The retirement flypasts by Joint Force Harrier earlier this week marked the end of an era of V/STOL flight in the RAF that has lasted 40 years, and 50 years since the first flight of the revolutionary Hawker P1127. But it was perhaps the most high profile aircraft of a number which have been retired over the last five years that have long been a feature of UK airshows. A look back at the archives over the last five years reveal a number of iconic RAF fast jets and other important combat types  that have disappeared as the RAF modernises. These losses are perhaps inevitable as technology allows the RAF to  replace it’s diverse fleet with fewer types and more unmanned systems, but many are sorely missed by enthusiasts at airshows. Flightline UK takes a look at many types that have appeared at displays in the last five years that won’t be a feature of the 2011 season!

2006 saw the retirement of the RAF’s last few Canberra PR9 aircraft. Like many RAF types the aircraft was active on operations right up to it’s retirement in July 2006. For it’s final few months of operations, the aircraft was presented on the display circuit by 39 Squadron flown by Sqn Ldr Terry Cairns with a very spirited routine at Waddington and RIAT that year.

Next to disappear was the SEPECAT Jaguar GR3 and T4. The aircraft made it’s final year of displays in 2005 in 41 Squadron colours after the disbandment of 16(R) Squadron. The last display was flown by Flt Lt Derek Sington and the display aircraft sported some colourful artwork on the tail continuing a tradition within the Jaguar community that had started with the stunning “Black Cat” flown by 16 Squadron in the early 1990s. The Jaguar eventually retired in 2007 when the final squadron, No 6 Squadron, disbanded at RAF Coningsby in May. Later that year in early July, the Jaguar made it’s final flying display appearance at Waddington show with a QinetiQ operated example managed a few flypasts under the low cloud!

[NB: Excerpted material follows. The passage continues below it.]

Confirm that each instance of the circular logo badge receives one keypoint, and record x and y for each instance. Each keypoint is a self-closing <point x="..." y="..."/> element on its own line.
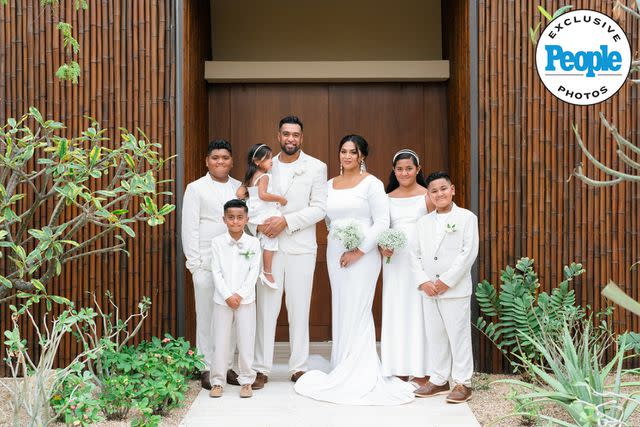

The Nimrod MR2 was always an impressive performer at airshows. It made it’s final appearance as a display item in 2004, but made several static appearances and the odd flypast right up to it’s retirement at the beginning of 2010. These flypasts included an emotional flypast at RAF Leuchars Airshow 2006 in the aftermath of the Nimrod explosion in Afghanistan with the loss of it’s crew in September 2006. It’s replacement, the Nimrod MRA4 was cancelled in the Defence Review in October which meant the last maritime patrol Nimrod made it’s final airshow appearance at the Jersey IAD in September 2010! It was a sad end to one of the most famous RAF types of recent times.

The Harrier is the most recent retirement after the announcement in the Defence Review in October 2010. A full feature on the Harrier can be found HERE. The speed of the Harrier drawdown has been unbelievably rapid with the final flights taking place in December 15th 2010. 2010 has seen the Harriers return to the airshow circuit with a role demonstration flown by Flt Lt Steve Kenworthy at a select number of events. The Harrier had previously been on the display circuit up to the end of the 2006 season when the increase in operations in Afghanistan meant the Harrier would not be flown at displays between 2007 and 2009. Before 2007, Harrier displays has been provided by 20(R) Squadron but they were disbanded in early 2010 and the OCU was passed to the IV(R) numberplate for the final year of operations.

The Tornado F3 will disappear from UK skies in March 2011 with the disbandment of 111(F) Squadron at RAF Leuchars and replacement by 6 Squadron’s Typhoon FGR4 aircraft. 2005 marked the final year of the Tornado F3 solo display, but the annual Leuchars Airshow kept the Tornado F3 part of flying displays upto the end of the 2010 display season which also saw an F3 take an integral part in RIAT’s Battle of Britain Anniversary flypast. The Tornado F3 was also an important part of the RAF Role Demonstration Team that made such an impact during the 2007 and 2008 display season and is now sorely missed.

During 2005-2010, the RAF has continued to display the Typhoon, Hawk, Tucano and Tutor (though the Tucano missed the 2009 display season following a training accident.) The Tornado GR4 has also been a constant in the display circuit bar the 2009 season either as a solo display upto 2006, the RAF Role Demo Tean in 2007 and 2008 or in it’s own Role Demo Team in 2010.

The RAF’s contribution to the 2011 display season has yet to be confirmed apart from the Red Arrows, Falcons and Battle of Britain Memorial Flight. It’s likely the consequences of the Defence Review will have some affect on the RAF’s solo displays and role demo teams as the RAF begins to shrink; full details will be confirmed in the New Year.